Find Cheap Homeowners Insurance Quotes in Your Area
There are three ways to calculate the amount of protection your renters or homeowners insurance will provide: actual cash value (ACV), replacement cost value (RCV) and extended replacement cost value.
Most insurers offer all three options for policyholders to choose from. While replacement cost value policies are the most popular, understanding each option will help you choose the right balance of cost and protection for your coverage.
What is actual cash value coverage?
With actual cash value, your home's value is calculated in one of two ways:
- By determining the market value of your home
- Finding the initial cost of your home and personal property, and subtracting depreciation
Most standard homeowners insurance policies include coverage for the actual cash value of the insured’s personal property, as well as the replacement cost of your home's physical structure.
An insurance policy with coverage based on actual cash value will be the least expensive to purchase since depreciation is factored into the value of your home, and therefore the payments you receive for a claim are generally lower.
How is depreciation calculated?
Each home insurance company may calculate depreciation differently. A common method for determining depreciation takes into account an expected lifetime of an item, then subtracts a percentage of value for each year since its purchase.
- $1,000 / 10 total years = $100 per year in depreciation
- So after four years, the actual cash value of the T.V insured by your home policy would be $600.
As you can see, using actual cash value means that the insurance coverage for most of your personal belongings will decrease over the number of years you own them.

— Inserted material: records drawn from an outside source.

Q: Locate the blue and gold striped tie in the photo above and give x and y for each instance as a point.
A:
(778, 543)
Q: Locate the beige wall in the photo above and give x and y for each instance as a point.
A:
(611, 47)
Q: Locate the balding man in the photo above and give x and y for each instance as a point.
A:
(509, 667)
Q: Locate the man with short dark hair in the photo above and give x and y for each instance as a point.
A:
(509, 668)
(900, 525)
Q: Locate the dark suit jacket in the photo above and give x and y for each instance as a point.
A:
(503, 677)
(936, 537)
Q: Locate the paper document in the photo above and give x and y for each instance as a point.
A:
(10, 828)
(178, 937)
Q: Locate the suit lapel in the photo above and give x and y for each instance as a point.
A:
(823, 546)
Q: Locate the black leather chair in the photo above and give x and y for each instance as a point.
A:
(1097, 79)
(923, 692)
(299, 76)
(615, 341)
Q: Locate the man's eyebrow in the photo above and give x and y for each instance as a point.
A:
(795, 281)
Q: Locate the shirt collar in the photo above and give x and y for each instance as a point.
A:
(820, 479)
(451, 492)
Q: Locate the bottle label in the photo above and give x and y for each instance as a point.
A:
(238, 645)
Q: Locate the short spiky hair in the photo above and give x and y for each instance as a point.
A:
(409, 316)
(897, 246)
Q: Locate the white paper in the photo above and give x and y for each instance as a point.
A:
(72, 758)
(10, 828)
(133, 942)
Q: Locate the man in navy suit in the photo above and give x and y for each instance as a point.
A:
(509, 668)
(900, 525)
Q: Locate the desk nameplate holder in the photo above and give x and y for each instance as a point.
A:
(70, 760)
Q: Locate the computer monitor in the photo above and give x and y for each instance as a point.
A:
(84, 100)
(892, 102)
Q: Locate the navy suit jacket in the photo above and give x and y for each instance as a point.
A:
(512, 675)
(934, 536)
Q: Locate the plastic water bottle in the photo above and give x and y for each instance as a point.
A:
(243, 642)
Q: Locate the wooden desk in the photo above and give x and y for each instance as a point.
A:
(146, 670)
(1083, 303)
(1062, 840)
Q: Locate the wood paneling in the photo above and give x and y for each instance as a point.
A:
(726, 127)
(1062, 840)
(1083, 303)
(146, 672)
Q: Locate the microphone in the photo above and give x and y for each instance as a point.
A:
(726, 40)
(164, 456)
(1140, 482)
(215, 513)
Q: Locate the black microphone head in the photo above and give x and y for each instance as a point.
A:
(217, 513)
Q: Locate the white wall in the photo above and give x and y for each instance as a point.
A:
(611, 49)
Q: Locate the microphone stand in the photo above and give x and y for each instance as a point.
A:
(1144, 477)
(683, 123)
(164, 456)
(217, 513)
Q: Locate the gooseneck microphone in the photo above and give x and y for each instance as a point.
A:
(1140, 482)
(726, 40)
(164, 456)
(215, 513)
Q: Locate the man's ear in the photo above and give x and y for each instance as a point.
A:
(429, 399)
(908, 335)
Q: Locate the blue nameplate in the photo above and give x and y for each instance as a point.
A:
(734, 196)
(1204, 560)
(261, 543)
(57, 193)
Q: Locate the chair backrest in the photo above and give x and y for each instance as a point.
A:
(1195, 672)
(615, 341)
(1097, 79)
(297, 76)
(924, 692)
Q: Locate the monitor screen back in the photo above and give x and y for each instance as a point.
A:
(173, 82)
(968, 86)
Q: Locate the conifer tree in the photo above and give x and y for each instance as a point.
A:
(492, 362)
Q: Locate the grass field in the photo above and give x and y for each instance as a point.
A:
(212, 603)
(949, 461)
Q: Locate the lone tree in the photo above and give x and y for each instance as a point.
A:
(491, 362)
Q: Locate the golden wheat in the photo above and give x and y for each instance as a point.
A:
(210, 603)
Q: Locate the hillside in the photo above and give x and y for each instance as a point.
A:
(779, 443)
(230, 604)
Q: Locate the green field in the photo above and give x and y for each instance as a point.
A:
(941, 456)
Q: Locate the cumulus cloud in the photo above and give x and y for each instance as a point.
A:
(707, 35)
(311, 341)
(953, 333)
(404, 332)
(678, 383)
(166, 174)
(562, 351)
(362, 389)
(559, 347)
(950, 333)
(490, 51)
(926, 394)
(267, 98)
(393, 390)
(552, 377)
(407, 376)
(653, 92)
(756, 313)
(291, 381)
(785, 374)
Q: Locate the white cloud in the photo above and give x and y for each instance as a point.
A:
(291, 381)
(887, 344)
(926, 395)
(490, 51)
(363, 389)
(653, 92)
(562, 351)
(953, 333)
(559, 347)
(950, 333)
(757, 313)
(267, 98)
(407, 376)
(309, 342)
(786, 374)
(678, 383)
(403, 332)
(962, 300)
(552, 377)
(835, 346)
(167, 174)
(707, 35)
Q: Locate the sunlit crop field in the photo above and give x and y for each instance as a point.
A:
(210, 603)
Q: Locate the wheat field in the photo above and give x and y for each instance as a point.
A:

What is replacement cost value coverage?
Sometimes called "RCV", replacement cost value covers the amount of money it would take to replace your current home — if damaged or destroyed — with the exact same home or a similar home in today's market. The replacement cost is usually calculated in one of the two following ways:
The total, initial price tag paid for all items The cost of physically building the home when it was purchased
Some home insurance policies and endorsements also include coverage for replacing personal property that is damaged or destroyed, however RVC does not cover the value of the land your property is located on.
Replacement cost value is the most recommended coverage option, since it can help policyholders secure a living situation that closely resembles their previous home.
It's generally recommended that you get a contractor or appraiser to evaluate your house's replacement cost. They'll know how to price the cost of the building's construction materials (like granite, windows, or doors), any unique or valuable upgrades or additions, and determine your house's fundamental value.
Sometimes the replacement cost is paid in two installments. First, the insurer will pay either the actual cash value or half of the replacement cost. Then, once repairs have been made and you can send documentation to the insurer, they will pay the remaining amount.
Guaranteed or extended replacement cost
Policies with guaranteed or extended replacement cost coverage offer the most costly but extensive protection. This coverage is essentially an expanded version of RCV coverage, but it also pays the cost to rebuild your home exactly as it was before a peril, even if the cost exceeds the estimated value of the home.
One major advantage is that, unlike regular RCV coverage, extended replacement cost coverage protects you against increases in materials or construction costs, which often happens after a disaster strikes many homes in one area. If you live in an area prone to natural disasters, and your budget allows it, extended replacement cost insurance is a good option.
Another coverage option to consider is an extended replacement policy, which covers you for an additional 20% to 25% more than the replacement value of the home.